You probably know that Medicare is a health insurance program for Americans aged 65 and older. It doesn't pay for everything, so if someone wants more complete coverage they can opt to purchase a Medicare Advantage plan from a private insurance company. Today I evaluated an insurance agent who was giving a formal marketing event for one of their Medicare Advantage plans. There was nothing secret or unethical about my attendance. The health insurance carrier hired me to be there.
When agents sell those plans, Medicare has a list of dos and don'ts they have to abide by. For example, they can provide light snacks and give out gifts worth less than $15 as long as they provide them to anyone, not only in exchange for plan enrollment. They can't provide or pay for meals or offer gifts worth more than $15 (or money or gift cards in any amount). There are also statements they can and can't make regarding their plans. My job was to listen and observe everything that went on so I could report back.

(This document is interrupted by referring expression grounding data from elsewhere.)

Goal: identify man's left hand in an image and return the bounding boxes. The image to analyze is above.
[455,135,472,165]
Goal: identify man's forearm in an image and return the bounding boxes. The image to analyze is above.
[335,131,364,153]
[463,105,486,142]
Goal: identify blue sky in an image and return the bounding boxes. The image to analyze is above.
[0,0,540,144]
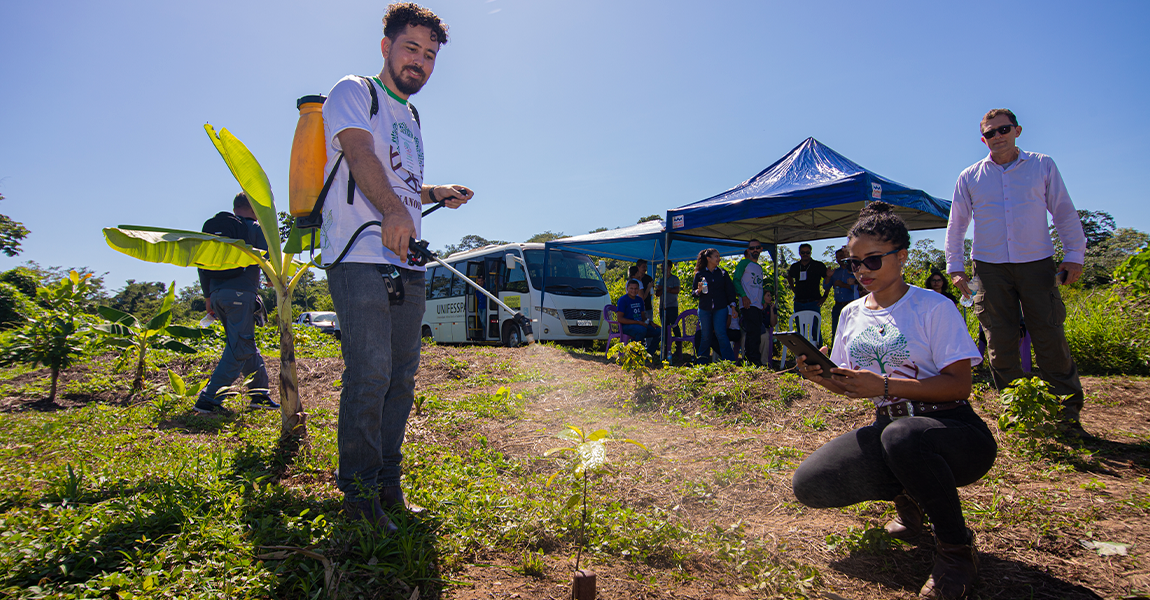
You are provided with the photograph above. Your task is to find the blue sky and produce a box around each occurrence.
[0,0,1150,290]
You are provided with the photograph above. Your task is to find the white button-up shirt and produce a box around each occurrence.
[945,149,1086,272]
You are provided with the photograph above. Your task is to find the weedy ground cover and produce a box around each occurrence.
[0,333,1150,600]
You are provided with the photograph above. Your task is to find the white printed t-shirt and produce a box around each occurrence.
[830,285,982,407]
[320,75,424,271]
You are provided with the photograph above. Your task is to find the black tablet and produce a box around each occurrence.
[774,331,837,370]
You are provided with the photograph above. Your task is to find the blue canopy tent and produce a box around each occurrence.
[667,138,950,244]
[667,138,950,303]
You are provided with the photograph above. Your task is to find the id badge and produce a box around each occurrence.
[399,130,420,175]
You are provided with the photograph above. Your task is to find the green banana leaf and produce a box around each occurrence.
[164,325,215,339]
[144,310,171,333]
[95,306,140,328]
[168,369,187,395]
[104,225,261,270]
[158,339,197,354]
[204,124,284,274]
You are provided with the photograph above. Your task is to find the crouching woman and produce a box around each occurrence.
[792,202,998,599]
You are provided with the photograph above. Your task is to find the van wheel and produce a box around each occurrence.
[504,321,523,348]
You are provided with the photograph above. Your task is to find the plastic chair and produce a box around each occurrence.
[779,310,822,366]
[664,308,699,355]
[603,305,631,356]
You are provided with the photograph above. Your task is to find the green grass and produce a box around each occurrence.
[0,363,717,599]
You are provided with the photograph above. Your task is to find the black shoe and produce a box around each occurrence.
[380,485,427,515]
[344,495,399,536]
[192,398,232,416]
[247,394,279,410]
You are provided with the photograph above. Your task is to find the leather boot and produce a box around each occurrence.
[886,494,922,541]
[344,495,399,536]
[380,485,424,515]
[919,530,979,600]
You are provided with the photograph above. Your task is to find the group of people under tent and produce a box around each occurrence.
[607,109,1091,599]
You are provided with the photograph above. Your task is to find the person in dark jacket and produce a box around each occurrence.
[691,248,735,362]
[192,192,278,415]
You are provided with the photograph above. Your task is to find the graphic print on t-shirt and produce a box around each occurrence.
[850,323,911,375]
[389,120,423,195]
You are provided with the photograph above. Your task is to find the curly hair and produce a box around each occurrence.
[846,202,911,249]
[383,2,447,44]
[979,108,1018,130]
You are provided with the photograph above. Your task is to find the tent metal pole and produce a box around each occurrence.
[659,228,670,361]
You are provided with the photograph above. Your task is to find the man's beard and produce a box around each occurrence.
[388,64,427,95]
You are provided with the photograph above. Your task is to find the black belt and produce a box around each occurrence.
[875,400,969,418]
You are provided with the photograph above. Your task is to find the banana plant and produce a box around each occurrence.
[543,425,646,572]
[0,271,92,402]
[104,124,308,440]
[95,282,212,397]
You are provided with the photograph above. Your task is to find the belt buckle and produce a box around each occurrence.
[887,400,914,421]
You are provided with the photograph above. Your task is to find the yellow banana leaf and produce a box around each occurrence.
[204,124,284,274]
[104,225,265,270]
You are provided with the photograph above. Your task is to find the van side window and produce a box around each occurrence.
[503,255,528,294]
[451,264,467,298]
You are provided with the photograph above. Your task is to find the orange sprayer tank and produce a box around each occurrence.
[288,95,328,217]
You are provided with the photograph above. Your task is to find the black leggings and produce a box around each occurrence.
[791,406,998,544]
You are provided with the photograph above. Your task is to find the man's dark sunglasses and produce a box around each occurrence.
[982,125,1018,139]
[843,249,898,272]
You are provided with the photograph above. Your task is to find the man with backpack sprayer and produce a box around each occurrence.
[322,3,474,532]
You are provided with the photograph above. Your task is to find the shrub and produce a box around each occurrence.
[0,282,37,329]
[0,267,39,298]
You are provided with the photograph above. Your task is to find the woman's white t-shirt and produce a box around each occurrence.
[830,285,982,406]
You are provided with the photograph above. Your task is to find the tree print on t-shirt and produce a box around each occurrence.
[851,324,911,375]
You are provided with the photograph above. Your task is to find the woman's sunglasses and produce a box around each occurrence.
[982,125,1014,139]
[845,249,898,272]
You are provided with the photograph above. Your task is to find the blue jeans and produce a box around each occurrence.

The event was held in the meeting room of a local bank. I was a little apprehensive when I walked into the building with my letter of authorization from the insurance company. The agent was standing outside the room greeting people as they walked in. I introduced myself and handed her the letter; she took it in stride and invited me to have a seat. Including me, there were six people in the room. Everyone else was of Medicare age. I brought a notebook to write things down, and was a little afraid I'd stand out. Fortunately, there were a lot of other people taking notes, too.
There was a lot of information covered. The agent did a good job and covered all the bases. Her information was very clear, and she didn't make any unapproved statements. At the end of the presentation she offered to help people fill out the application form. That was my clue to leave.